Von der Rente mit 63 profitieren, wenn auch in wesentlich geringeren Umfang, ostdeutsche Frauen. Die kommen dank der staatlichen Rund-um-Kinderbetreuung zu DDR-Zeiten leichter auf 45 Beitragsjahre als ihre westdeutschen Altersgenossinnen. Ob Mann oder Frau: Wer es auf 45 Beitragsjahre bringt, dem winkt ohnehin fast immer eine überdurchschnittlich hohe Rente. Die Folge: Von der Rente mit 63 profitieren in erster Linie diejenigen, die diese Sonderleistung am wenigsten brauchen.

Gerechtigkeit für die Hätschelkinder der GroKo

Schwarz-Rot begründet das – nicht sehr originell – mit „Gerechtigkeit“. Frau Nahles schwärmt sogar von einem „weiteren Kapitel der Sozialen Marktwirtschaft“. Dabei ist es höchst unsozial, bestimmte Jahrgänge besonders zu privilegieren. Genau genommen werden nur den Jahrgängen 1951 und 1952 zwei zusätzliche Jahre ungeschmälerten Rentenbezugs gegönnt. Nur sie dürfen, wenn sie wollen, zwei Jahre früher in Rente gehen. Aber auch die Jahrgänge 1953 bis 1963 bekommen eine Sonderregelung geschenkt. Ihnen gewährt die GroKo – allerdings mit einem jährlich um zwei Monate schrumpfenden Vorteil – auf Kosten der Beitragszahler ebenfalls mehr bezahlte Freizeit. Während das Renteneintrittsalter für „Normalos“ bis 2029 auf 67 steigt, erhöht es sich für diese Hätschelkinder von Schwarz-Rot schrittweise nur auf 65.

Faktisch ausgeschlossen von der Rente mit 63 sind alle Berufe, die Abitur oder eine drei- bzw. vierjährige Fachholschulausbildung voraussetzen. Denn während Lehrjahre in Industrie und Handwerk bei der Rentenberechnung als Beitragsjahre mitgezählt werden, gilt das beispielsweise beim Besuch einer Fachhochschule nicht, ein Nachteil zum Beispiel für Erzieher, Krankenschwestern oder Pfleger, die häufig erst mit 20 ihre schulische oder duale Ausbildung beendet haben. Sie können die geforderten 45 Beitragsjahre im Alter von 63 nicht nachweisen. Auch hier sind in erster Linie Frauen benachteiligt. Es scheint, als wolle die SPD ein letztes Mal die Flagge als Interessenvertreter der männlichen Facharbeiter schwingen. Und die CDU schaut in der Hoffnung zu, auf diese Weise ihr sozialpolitisches Image aufzupolieren. „Neoliberalismus“ war gestern, heute ist Wohlfühl-Politik angesagt.
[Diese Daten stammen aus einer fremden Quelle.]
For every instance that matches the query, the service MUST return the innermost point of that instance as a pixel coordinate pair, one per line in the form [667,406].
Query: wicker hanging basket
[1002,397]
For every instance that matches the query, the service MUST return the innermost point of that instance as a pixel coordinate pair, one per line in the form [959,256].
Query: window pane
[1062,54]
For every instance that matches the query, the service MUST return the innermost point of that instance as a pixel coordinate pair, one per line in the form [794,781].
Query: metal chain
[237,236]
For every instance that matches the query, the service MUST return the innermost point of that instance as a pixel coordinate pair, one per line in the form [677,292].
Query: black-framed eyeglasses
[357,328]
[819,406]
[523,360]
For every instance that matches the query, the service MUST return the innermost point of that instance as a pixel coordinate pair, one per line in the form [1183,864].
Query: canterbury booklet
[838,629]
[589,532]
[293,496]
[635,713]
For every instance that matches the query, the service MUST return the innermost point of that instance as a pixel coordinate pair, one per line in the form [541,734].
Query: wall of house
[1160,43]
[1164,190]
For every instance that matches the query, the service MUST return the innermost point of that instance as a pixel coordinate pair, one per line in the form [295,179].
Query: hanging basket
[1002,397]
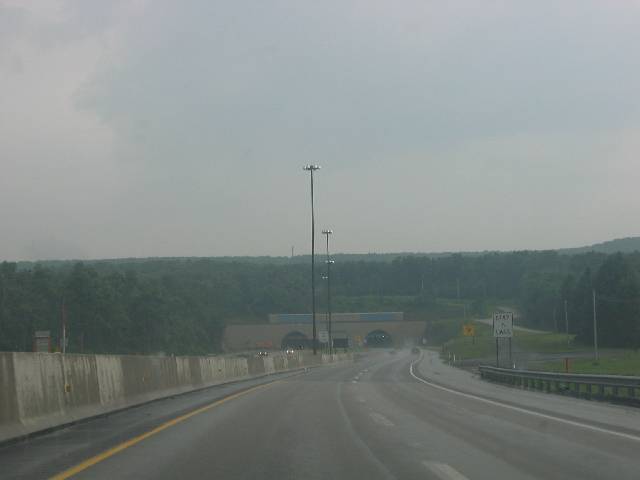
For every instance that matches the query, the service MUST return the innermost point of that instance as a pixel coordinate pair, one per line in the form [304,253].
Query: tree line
[181,306]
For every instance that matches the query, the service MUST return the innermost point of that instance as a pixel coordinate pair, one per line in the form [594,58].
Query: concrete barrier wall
[39,391]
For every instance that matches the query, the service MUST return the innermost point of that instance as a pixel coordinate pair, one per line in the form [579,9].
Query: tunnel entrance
[296,340]
[378,338]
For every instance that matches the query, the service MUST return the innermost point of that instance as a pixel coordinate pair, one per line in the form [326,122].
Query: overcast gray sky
[165,128]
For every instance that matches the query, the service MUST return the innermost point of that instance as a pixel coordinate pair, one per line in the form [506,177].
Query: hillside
[623,245]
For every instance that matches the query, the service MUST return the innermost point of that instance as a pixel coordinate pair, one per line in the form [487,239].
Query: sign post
[502,328]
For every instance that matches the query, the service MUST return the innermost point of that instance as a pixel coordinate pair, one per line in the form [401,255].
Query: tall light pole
[595,327]
[311,169]
[566,321]
[329,262]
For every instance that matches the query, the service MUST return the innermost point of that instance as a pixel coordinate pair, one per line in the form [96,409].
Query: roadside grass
[623,362]
[484,344]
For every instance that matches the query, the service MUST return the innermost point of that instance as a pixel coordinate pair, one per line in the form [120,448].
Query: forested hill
[182,305]
[619,245]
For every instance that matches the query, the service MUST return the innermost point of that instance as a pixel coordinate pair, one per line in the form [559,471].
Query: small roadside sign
[503,324]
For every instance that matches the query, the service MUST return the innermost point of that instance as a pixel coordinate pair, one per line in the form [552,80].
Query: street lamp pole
[313,168]
[329,262]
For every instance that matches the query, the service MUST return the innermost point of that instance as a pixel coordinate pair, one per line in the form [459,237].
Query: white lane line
[381,419]
[444,471]
[573,423]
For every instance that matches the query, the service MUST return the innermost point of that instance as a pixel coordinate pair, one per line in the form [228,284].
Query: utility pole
[311,169]
[595,327]
[566,321]
[328,232]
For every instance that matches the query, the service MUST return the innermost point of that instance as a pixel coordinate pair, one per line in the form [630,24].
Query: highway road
[385,416]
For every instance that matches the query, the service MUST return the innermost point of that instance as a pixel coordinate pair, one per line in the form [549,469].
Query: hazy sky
[155,128]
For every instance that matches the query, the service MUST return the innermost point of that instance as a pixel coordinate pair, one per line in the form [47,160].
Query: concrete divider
[40,391]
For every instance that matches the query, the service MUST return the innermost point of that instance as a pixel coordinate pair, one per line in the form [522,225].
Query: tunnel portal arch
[378,338]
[296,340]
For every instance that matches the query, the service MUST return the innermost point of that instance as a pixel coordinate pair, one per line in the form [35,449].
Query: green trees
[181,305]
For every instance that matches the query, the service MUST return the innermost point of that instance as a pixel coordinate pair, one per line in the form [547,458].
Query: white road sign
[503,324]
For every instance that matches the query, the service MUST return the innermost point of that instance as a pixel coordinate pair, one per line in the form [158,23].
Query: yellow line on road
[129,443]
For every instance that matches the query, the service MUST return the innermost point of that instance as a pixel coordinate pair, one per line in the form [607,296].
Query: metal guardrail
[605,387]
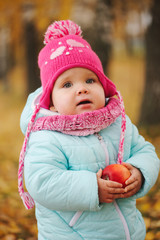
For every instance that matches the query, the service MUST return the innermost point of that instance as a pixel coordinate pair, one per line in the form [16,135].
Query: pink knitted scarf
[78,125]
[81,124]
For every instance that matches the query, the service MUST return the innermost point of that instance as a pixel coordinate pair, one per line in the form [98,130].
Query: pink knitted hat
[65,49]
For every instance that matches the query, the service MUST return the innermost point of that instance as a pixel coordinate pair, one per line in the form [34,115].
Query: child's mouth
[84,102]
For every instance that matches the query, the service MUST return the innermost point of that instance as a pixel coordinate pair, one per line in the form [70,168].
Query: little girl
[77,128]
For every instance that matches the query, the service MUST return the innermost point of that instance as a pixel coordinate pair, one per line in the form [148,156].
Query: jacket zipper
[79,213]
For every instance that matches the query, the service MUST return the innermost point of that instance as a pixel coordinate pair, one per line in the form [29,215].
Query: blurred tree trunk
[150,111]
[99,35]
[31,47]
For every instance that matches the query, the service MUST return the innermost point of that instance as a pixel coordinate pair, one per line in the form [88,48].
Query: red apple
[117,173]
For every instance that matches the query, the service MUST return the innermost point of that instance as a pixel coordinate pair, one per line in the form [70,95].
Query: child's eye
[90,80]
[67,85]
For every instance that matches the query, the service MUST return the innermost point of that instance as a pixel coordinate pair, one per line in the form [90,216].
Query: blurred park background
[126,36]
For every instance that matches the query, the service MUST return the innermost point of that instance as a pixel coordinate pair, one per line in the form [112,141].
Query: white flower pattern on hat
[59,51]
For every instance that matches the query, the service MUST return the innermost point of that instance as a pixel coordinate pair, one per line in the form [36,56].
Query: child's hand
[134,183]
[108,190]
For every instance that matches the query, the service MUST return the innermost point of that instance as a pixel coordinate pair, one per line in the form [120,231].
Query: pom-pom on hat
[65,48]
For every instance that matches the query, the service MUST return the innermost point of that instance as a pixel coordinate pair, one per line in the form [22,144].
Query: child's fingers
[99,173]
[131,186]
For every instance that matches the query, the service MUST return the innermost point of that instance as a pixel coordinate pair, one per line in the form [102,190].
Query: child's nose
[82,90]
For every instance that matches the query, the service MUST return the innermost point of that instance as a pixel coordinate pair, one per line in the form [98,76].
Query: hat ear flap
[123,129]
[26,198]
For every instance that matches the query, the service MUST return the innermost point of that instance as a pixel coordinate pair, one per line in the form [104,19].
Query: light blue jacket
[60,175]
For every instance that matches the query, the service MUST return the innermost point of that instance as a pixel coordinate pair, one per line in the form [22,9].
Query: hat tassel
[26,198]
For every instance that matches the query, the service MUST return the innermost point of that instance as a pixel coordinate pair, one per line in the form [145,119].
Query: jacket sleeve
[49,180]
[144,157]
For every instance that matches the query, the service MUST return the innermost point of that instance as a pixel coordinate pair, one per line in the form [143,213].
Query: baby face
[76,91]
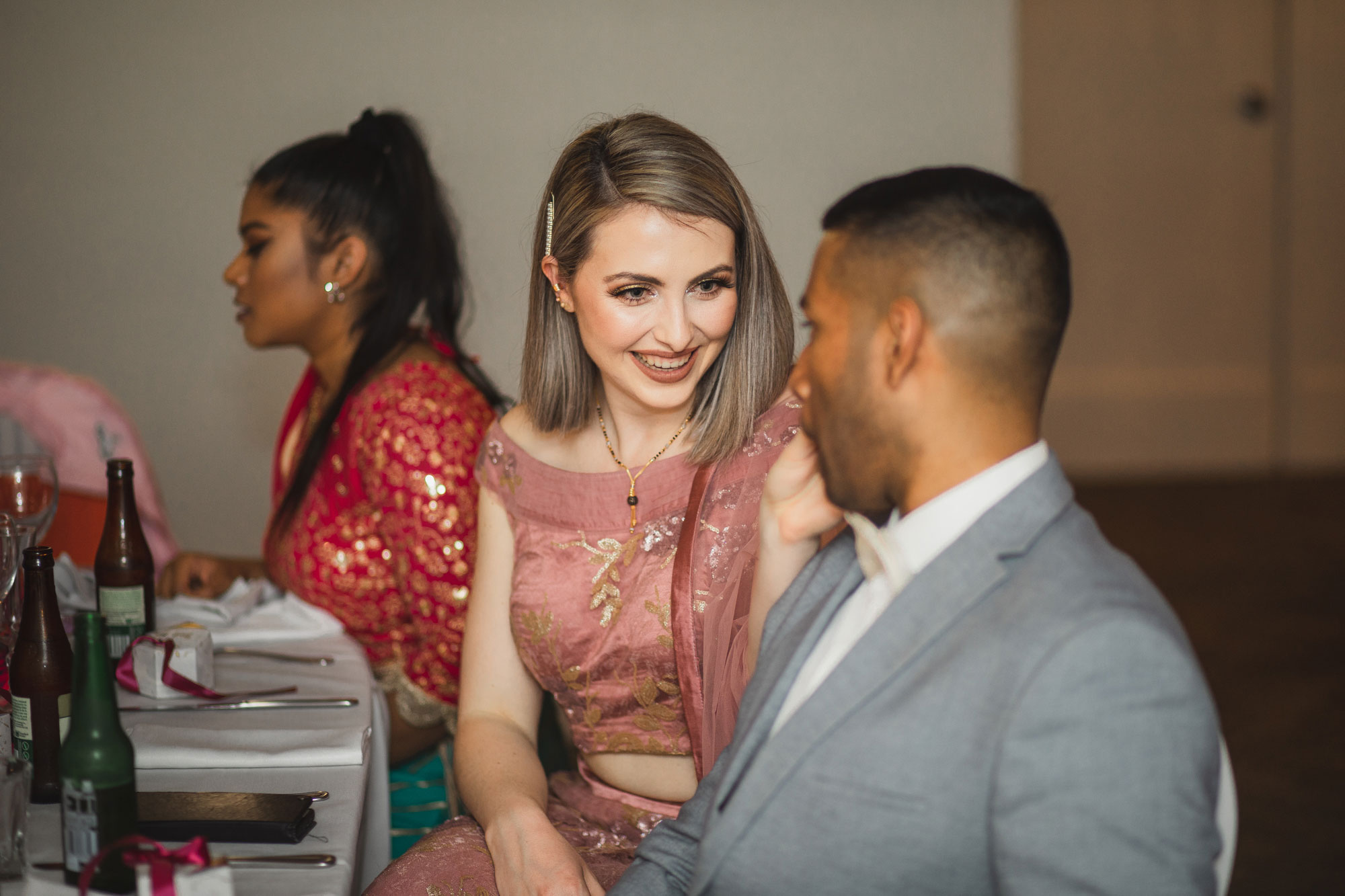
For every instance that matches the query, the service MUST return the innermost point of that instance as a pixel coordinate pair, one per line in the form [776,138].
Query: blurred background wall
[128,132]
Die Rente mit 63 ist nicht nur fatal, weil sie viel Geld kostet, zusammen mit der Mütterrente tendenziell die Rentenbeiträge ansteigen lässt, Rentenerhöhungen dämpft und die rückläufige Zahl der jüngeren Beitragszahler über Gebühr belastet. Sie ist auch arbeitsmarktpolitisch kontraproduktiv; sie reißt in den Betrieben große Lücken und treibt den Personalplanern in Metallbetrieben, in der Automobilindustrie oder bei der Bahn den Angstschweiß auf die Stirn. Doch was zählt das alles? Bei diesem „extra Schluck aus der Pulle“ geht es der GroKo um viel Größeres als reibungslose betriebliche Abläufe: um „Gerechtigkeit“ und Wählerstimmen.